Por Guillermo Núñez Jaúregui

Hasta ahora mi relación con el Metro de la Ciudad de México ha sido bastante respetuosa y buena onda, de pocas fricciones e incluso algo de admiración. Rara vez me alejo de un puñado de estaciones de la línea 3 (la verde clarita), de la siete (la naranja) y la rosa (la primera). Cuando me aventuro a otras (la azul, para ir al Centro, por ejemplo) es para hacer trasbordos o llegar a puntos que se alejan, de manera extraordinaria, de mis rutas cotidianas. En suma, y después de años de usarlo, sigue siendo una relación bastante fresa: aún miro con extrañamiento a las grandes masas y los episodios violentos ocasionados por la imposibilidad física de que dos cuerpos ocupen el mismo espacio; todavía no pierdo eso, y supongo que pasará bastante tiempo antes de que me vuelva insensible a la incomodidad (cuando, sin pena, podré decirle a pasajeros cejijuntos: “uy, pues te hubieras ido en taxi”).

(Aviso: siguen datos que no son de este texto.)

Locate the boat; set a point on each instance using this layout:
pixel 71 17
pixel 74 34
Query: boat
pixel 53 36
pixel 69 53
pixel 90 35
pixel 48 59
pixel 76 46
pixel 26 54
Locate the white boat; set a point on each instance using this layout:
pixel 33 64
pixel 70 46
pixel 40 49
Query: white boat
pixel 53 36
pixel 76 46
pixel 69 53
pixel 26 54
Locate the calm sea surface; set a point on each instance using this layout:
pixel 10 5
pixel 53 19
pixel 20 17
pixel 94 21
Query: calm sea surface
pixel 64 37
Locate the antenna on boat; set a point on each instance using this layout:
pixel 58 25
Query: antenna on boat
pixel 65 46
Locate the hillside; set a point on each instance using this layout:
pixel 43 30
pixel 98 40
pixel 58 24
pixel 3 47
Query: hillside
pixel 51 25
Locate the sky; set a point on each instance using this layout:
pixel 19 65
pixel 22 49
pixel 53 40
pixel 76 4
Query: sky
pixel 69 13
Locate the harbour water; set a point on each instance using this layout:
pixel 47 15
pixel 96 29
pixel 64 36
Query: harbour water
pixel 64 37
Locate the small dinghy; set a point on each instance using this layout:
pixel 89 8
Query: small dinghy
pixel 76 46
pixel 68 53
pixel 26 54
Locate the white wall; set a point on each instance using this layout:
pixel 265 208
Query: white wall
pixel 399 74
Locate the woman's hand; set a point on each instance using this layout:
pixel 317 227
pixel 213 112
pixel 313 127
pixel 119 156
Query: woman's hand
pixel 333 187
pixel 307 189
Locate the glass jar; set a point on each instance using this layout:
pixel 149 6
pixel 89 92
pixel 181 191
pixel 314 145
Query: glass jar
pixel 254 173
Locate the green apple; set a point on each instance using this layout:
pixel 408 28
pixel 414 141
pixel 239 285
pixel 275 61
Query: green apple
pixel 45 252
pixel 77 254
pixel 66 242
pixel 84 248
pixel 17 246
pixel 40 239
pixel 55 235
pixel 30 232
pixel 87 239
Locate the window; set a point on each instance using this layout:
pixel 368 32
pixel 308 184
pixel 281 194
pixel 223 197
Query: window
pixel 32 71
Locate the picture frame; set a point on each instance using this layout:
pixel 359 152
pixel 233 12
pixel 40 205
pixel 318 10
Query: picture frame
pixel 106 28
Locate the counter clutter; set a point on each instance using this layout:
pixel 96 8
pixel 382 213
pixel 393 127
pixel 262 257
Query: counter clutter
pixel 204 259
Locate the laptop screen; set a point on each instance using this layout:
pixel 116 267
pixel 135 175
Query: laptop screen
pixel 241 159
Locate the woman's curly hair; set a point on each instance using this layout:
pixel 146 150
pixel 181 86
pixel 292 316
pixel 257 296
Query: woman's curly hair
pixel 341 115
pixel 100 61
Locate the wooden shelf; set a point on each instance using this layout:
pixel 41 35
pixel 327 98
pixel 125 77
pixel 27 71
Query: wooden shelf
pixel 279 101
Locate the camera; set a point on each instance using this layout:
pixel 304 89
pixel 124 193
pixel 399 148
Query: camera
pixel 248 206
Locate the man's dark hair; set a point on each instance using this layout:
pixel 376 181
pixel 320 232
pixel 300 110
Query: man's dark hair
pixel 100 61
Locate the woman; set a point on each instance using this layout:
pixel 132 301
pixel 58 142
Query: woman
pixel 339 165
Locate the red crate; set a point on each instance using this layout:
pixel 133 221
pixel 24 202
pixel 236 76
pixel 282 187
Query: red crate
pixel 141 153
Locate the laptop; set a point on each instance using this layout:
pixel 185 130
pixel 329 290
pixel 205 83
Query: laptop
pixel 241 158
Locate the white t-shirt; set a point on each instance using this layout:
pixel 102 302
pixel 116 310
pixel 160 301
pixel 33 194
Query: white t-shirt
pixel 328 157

Ya no se me hace raro (otorgándoles cierta invisibilidad) que al metro lo recorran vendedores ambulantes, con sus bocinas o inventarios de audífonos chinos, pero aún me asombra ver que también se aparecen, de pronto, magos, y que se pueden aventar un show completo, mesa levitadora y frac de por medio, entre dos estaciones.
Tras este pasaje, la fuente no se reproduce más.